Whether it's cornflour or corn flour is regional.
Which side of the pond controls how much of the corn kernel is used in making the cornflour. In the UK is only the white inside. In the US it's dependent of if it is white cornflour (same as UK and known also as corn starch) or yellow cornflour which is uses the entire corn kernel (hence the yellow colour, I'm assuming that they are using yellow corn to make it and not some other like red sweetcorn which presumably would make pinky red cornflour) which makes what we know as maize flour.
 
Right I did some digging and polenta does/did not actually exist as a single ingredient originally. I'll clarify.

Corn/maize meal or corn flour (US), it's used in a recipe to make a dish called polenta originally. It's a northern Italian thing dish originally. Polenta is not (originally at least) an ingredient.

Polenta is really a dish, not an ingredient, from northern Italy. It refers to a porridge or mush now made from coarsely ground cornmeal since corn was cultivated in Europe in the 16th century, but was also in the past made with farro, chestnuts, millet, spelt or chickpeas. Polenta is usually made from yellow corn.
 
Right I did some digging and polenta does/did not actually exist as a single ingredient originally. I'll clarify.

Corn/maize meal or corn flour (US), it's used in a recipe to make a dish called polenta originally. It's a northern Italian thing dish originally. Polenta is not (originally at least) an ingredient.
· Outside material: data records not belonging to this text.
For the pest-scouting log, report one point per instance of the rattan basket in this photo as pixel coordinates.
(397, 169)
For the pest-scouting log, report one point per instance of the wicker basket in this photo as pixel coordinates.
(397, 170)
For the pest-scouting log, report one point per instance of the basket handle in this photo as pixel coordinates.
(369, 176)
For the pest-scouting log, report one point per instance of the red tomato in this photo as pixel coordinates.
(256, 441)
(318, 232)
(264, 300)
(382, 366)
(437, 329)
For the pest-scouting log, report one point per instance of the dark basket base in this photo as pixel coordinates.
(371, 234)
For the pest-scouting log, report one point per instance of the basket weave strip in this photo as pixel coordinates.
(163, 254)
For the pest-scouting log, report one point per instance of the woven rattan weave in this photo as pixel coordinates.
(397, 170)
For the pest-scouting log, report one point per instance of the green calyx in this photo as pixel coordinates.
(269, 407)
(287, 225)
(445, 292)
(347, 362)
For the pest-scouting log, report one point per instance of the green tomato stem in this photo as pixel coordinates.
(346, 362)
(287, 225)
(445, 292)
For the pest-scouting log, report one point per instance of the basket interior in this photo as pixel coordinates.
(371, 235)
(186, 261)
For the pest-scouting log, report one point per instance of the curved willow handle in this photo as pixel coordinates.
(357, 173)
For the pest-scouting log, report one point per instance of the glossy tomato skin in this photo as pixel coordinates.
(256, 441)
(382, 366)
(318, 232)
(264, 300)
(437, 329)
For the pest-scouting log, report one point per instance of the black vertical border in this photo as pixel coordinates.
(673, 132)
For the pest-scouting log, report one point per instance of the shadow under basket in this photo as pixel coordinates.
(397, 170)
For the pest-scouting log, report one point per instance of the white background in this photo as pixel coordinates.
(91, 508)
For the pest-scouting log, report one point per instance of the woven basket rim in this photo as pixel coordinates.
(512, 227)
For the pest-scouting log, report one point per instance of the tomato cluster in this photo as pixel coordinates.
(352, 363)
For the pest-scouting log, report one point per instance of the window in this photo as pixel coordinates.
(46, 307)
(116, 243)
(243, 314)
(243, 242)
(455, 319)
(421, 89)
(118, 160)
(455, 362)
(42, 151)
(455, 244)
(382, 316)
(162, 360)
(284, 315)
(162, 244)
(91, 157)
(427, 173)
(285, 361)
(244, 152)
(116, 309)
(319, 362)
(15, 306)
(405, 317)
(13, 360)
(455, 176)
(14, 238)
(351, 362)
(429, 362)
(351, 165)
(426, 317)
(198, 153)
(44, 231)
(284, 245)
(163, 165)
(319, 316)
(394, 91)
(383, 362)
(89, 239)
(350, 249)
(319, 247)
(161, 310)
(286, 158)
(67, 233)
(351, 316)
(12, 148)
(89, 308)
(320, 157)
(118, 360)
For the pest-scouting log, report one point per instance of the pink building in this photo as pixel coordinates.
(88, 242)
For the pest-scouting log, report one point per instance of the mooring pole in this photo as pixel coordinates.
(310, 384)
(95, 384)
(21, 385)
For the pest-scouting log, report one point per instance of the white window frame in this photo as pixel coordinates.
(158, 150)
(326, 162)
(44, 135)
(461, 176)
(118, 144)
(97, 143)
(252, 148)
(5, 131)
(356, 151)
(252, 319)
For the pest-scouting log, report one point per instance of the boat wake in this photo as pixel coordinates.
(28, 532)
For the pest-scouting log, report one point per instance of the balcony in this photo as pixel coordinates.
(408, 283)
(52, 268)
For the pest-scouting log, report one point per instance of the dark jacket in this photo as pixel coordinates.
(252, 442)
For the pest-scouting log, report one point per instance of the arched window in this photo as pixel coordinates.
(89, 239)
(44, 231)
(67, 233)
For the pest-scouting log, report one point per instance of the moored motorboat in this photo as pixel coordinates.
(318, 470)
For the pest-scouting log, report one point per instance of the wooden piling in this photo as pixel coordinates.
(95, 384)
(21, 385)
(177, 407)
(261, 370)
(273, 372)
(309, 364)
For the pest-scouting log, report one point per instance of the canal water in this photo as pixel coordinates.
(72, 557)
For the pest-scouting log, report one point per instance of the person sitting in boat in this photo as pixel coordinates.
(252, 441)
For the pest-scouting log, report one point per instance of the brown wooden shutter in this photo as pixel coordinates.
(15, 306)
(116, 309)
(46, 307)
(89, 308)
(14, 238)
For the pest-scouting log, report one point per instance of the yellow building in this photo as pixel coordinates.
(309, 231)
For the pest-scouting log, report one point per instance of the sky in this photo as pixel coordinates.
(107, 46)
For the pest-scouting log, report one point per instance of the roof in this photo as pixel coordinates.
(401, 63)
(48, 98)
Polenta is really a dish, not an ingredient, from northern Italy. It refers to a porridge or mush now made from coarsely ground cornmeal since corn was cultivated in Europe in the 16th century, but was also in the past made with farro, chestnuts, millet, spelt or chickpeas. Polenta is usually made from yellow corn.
I like the idea that it is 'mush'! That's just about how I feel about it!